Admiral (US) used to have a vaguely similar tuner. Not as compact as the Fireball.
Then there was that little Pye tuner that was sourced from the UK. We saw a lot of these because they were used in the number 1 selling TV in Australia in the 60’s, the Pye Pedigree. The Pedigree was a “hero” design that saved the company. Because the channel changer knob was metal and was on the top of the TV, and because the valves were “buried” inside that tuner, the channel knob could get too hot to use! Pye released a modified knob with an insulator that fixed the problem.

jcdaze
jcdaze(@jcdaze)
Member
1 month ago

I must admit that apart from cleaning the contacts on them that I never had to do any fault finding. To clean them, once the cover was removed and the retaining nut removed it was easy to clean the sprung contacts as well as the rotating contacts whereas in a turret tuner, if it was fully loaded, meant removing enough “biscuits” in order to do the sprung contacts as well. No big deal one way or the other really though. 

PYE625
PYE625(@pye625)
Member
1 month ago

As for the cleaning solution, Electrolube is mentioned in the article but I have used Servisol super 10 (a switch cleaner and lubricant). I am presuming it is much the same thing and as long as the cleaning solution contains lubricant, I guess it is ok.

irob2345
irob2345(@irob2345)
Member
1 month ago

Cleaning tuner contacts was a frequent requirement in those days. Lazy techs would lever a side cover away with a flat-blade screwdriver and insert the tube from a spray can. Not being in that category, I would unscrew the control head, remove tuner covers(s)  and use silver polish (Silvo) in a 3 step process where the final step was a wipe of all contacts with CRC. This was a long-lasting fix.
NEVER spray contact cleaner into a tuner. It would de-tune particularly the local oscillator and frequently put the fine tuning out of range for a week or more until it dried out.
You didn’t have to fix tuners much. Any tricky faults were handled by a changeover – there were firms that specialised in tuner overhauls.

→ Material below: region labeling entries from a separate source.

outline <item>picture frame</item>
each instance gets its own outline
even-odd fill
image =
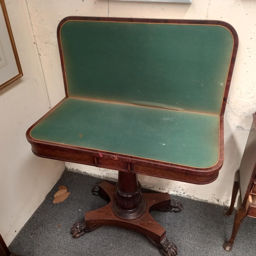
[[[23,75],[4,0],[0,0],[0,90]]]

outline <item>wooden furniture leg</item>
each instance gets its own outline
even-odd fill
[[[239,170],[238,170],[234,174],[234,184],[233,185],[233,190],[232,190],[232,197],[231,198],[230,206],[228,210],[225,210],[223,211],[223,215],[226,217],[229,217],[233,212],[234,202],[239,190]]]
[[[247,215],[246,208],[245,207],[241,206],[241,197],[239,196],[238,200],[238,206],[237,207],[237,210],[236,212],[236,216],[234,216],[232,234],[229,241],[223,244],[223,248],[227,251],[230,251],[232,250],[233,243],[238,230],[239,229],[239,227],[240,227],[240,225],[243,220],[246,217]]]
[[[76,222],[71,228],[73,237],[79,238],[103,225],[121,226],[146,236],[163,255],[176,255],[176,246],[168,241],[165,229],[150,212],[156,209],[179,212],[182,209],[182,203],[171,200],[168,193],[141,193],[135,174],[119,172],[117,187],[103,181],[93,187],[93,194],[98,194],[110,202],[86,213],[85,221]]]
[[[17,256],[12,253],[7,247],[4,239],[0,234],[0,255],[1,256]]]

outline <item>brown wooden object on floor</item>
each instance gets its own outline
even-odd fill
[[[0,256],[17,256],[12,254],[7,247],[4,239],[0,234]]]
[[[232,250],[234,239],[243,220],[246,216],[256,218],[256,112],[252,116],[252,124],[240,167],[234,176],[230,206],[228,210],[223,212],[226,217],[232,214],[239,190],[232,234],[229,241],[223,244],[223,248],[228,251]]]
[[[116,187],[94,186],[110,202],[86,213],[73,236],[121,226],[175,256],[150,212],[179,212],[182,204],[142,193],[137,175],[197,184],[217,178],[236,30],[216,20],[67,17],[57,39],[66,97],[27,131],[32,151],[119,172]]]

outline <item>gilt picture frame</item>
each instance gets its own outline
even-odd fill
[[[0,90],[21,77],[23,72],[4,0],[0,0]]]

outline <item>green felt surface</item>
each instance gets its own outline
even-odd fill
[[[214,25],[68,21],[69,95],[219,114],[233,47]]]
[[[200,168],[219,158],[217,115],[69,97],[34,139]]]

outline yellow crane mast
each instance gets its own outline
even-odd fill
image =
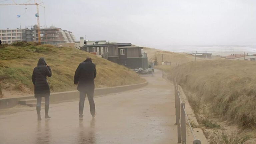
[[[39,21],[39,10],[38,8],[38,6],[40,5],[40,4],[43,3],[43,2],[39,3],[37,3],[36,2],[36,1],[35,0],[34,3],[23,3],[21,4],[17,4],[14,1],[15,4],[0,4],[0,6],[14,6],[14,5],[36,5],[36,11],[37,11],[37,32],[38,34],[38,42],[41,42],[41,37],[40,35],[40,23]]]

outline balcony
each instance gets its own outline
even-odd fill
[[[140,55],[140,57],[147,57],[147,53],[144,53],[143,54],[141,54],[141,55]]]

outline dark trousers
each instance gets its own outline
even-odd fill
[[[94,91],[88,91],[86,92],[80,92],[80,100],[79,101],[79,117],[83,117],[83,113],[84,110],[84,101],[86,95],[88,97],[88,100],[90,104],[90,109],[91,112],[91,114],[92,115],[95,114],[95,104],[93,100],[93,95]]]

The company I worked for eventually set up a bench with a test jig just to do tuners when things got quiet.
Stock faults – 820k and 1m bias resistors in RF amps, a 4.7k resistor and a 22pf cap in Astor tuners, plastic parts associated with the preset fine tuning mechanisms. Mechanical wear. Cracked soldered joints on the PCBs in Pye tuners.
Those very compact Pye tuners were not actually made by Pye UK as I recall, they were some other brand. Does anyone know?

Nuvistor
Nuvistor(@nuvistor)
Member
Reply to  irob2345
1 month ago

@irob2345 
I don’t know who made the tuners, we’re they turret or incremental? Pye up to around 1963/4 used incremental type after it was a turret of some form. The Pye 11u chassis from around 1963/64 as used in Pye, Pam, Invivta, Ekco and Ferranti brands used the turret or push button tuners.
 One type used in the Ferranti sets  was from Philips and used printed circuit ‘biscuits’ for each channel. Another push button type was used by Ekco, not sure of the make but possibly made by Pye in their Lowestoft factory.
Perhaps the tuner you refer to was made at Lowestoft , they definitely made valve UHF tuners for the group.

PYE625
PYE625(@pye625)
Member
1 month ago

I thought it was AB Metals, but could be wrong.

Nuvistor
Nuvistor(@nuvistor)
Member
Reply to  PYE625
1 month ago

@pye625 
The UK Fireball was AB metals but I thought the last sentence in irob2345s post was about a different Pye tuner. Probably I have it wrong but at least the information about the Pye/Ekco tuners is as far as I know correct.
 

PYE625
PYE625(@pye625)
Member
1 month ago

Ah yes…. I mis-read completely.

irob2345
irob2345(@irob2345)
Member
29 days ago

The earlier Pye tuners were of conventional size and shape and used switch wafers in a conventional incremental design.
The one I’m referring to was quite small – about 80 x 60 x 40mm – and used a PCB with the valves nestled into the box. It was an incremental design but used a “turret” of 3 or 4 PCB discs about 30mm diameter with contact studs around the periphery and stationary wiper contacts attached to the base PCB. It was a clever and successful design.

Nuvistor
Nuvistor(@nuvistor)
Member
Reply to  irob2345
28 days ago

@irob2345 
I didn’t see that design in the UK, though someone else may have done.